Williams-Sonoma Isn't Worth Your Attention Until It Hits $40

Last week Williams-Sonoma  (WSM)  reported a lackluster third quarter and guided to a lousy fourth quarter. In the last one-year period, the shares are down 18%. Don't get burned by Williams-Sonoma.

Williams-Sonoma, which currently trades around $55, reported third-quarter earnings of 78 cents per share, 1 cent better than the consensus estimate. Revenue rose 1.1% to $1.25 billion versus the $1.26 billion estimate.

Same-store sales were especially weak. The company said comparable-store sales decreased 0.4% compared to 4.5% in the third quarter last year. Analysts were expecting comps of 1.4%.

I found Pottery Barn results especially disappointing. Pottery Barn represents about 43% of total revenue and comps declined 4.6%. That was especially disappointing considered comps declined 4.9% in the second quarter. Pottery Barn Kids comps fell 10%.

Ecommerce revenue increased 3.3% to $649 million. E-commerce generated 52% of total company sales, up from 51% in the year earlier quarter. Operating margin was 8.8%, down 20 basis points. Inventories fell 3.5% to $1.06 billion.
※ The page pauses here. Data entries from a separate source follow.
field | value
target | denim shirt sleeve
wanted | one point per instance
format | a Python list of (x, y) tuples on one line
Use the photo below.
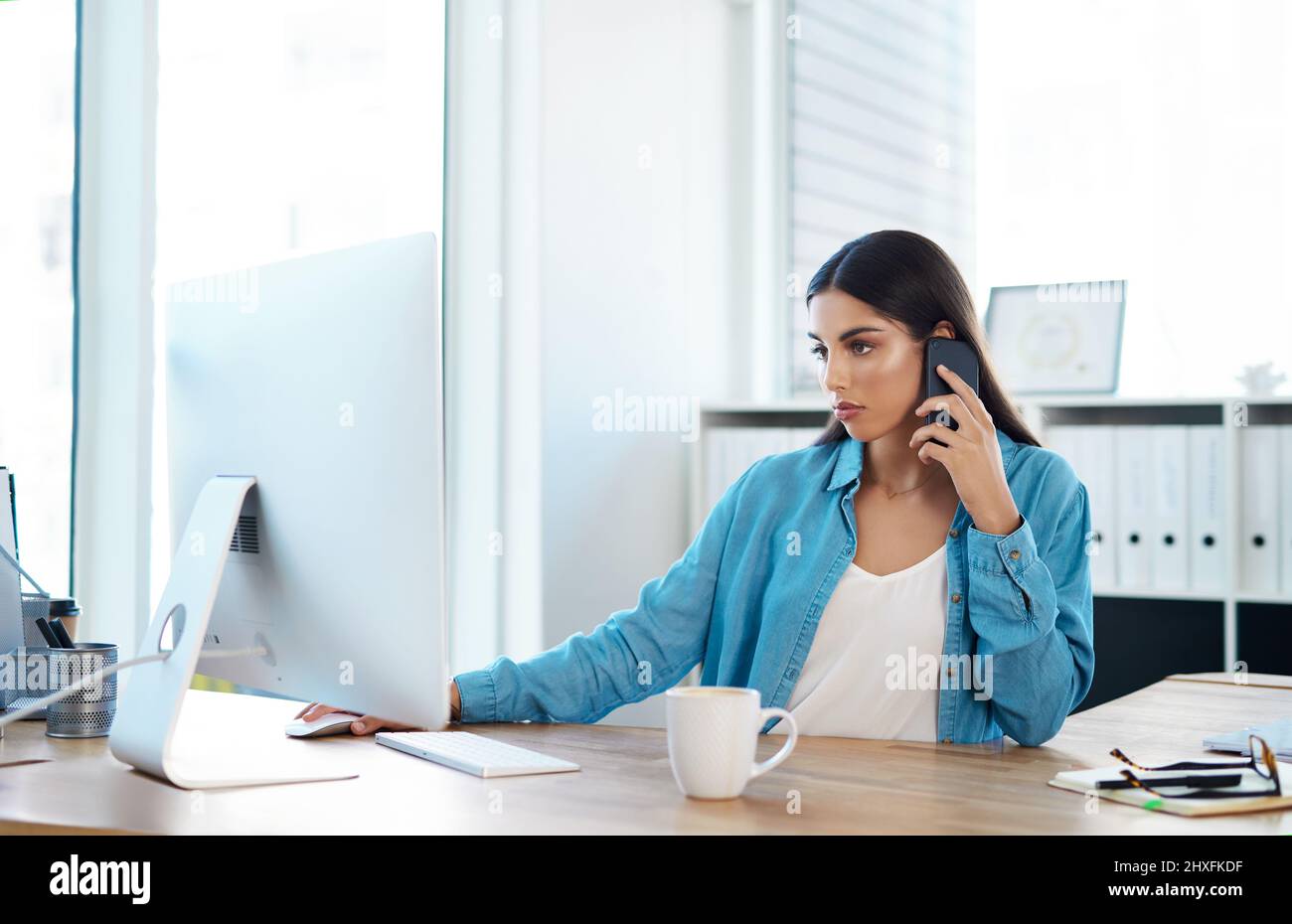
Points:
[(1034, 614), (632, 656)]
Management cut fourth-quarter and full-year guidance. Williams-Sonoma sees fourth-quarter earnings between $1.45 and $1.55 per share. For the year, analysts are forecasting earnings of $3.46 on a 1.2% to 1.5% comp.

Shares of Williams-Sonoma have been weak all year. The stock is down nearly 7% and after the third quarter report it doesn't look like the stock can go higher any time soon.

In fact, in my opinion, I think Williams-Sonoma is worth only $40 per share. Analysts are looking for fiscal 2017 earnings of $3.74, up 4% -- which looks high. To hit that estimate, comps would have to return to the 4%-5% range and that doesn't seem realistic right now.

If you assume 1% comps, earnings would be flat between 2016 and 2017. Under that scenario, revenue would be lucky to grow 2%. In other words, WSM would most likely report earnings of $3.35 in 2016 and $3.36 next year.

That kind of earnings "growth" is only worth 11 to 12 times forward estimates, hence my $40 target. 

No positions in any stocks mentioned.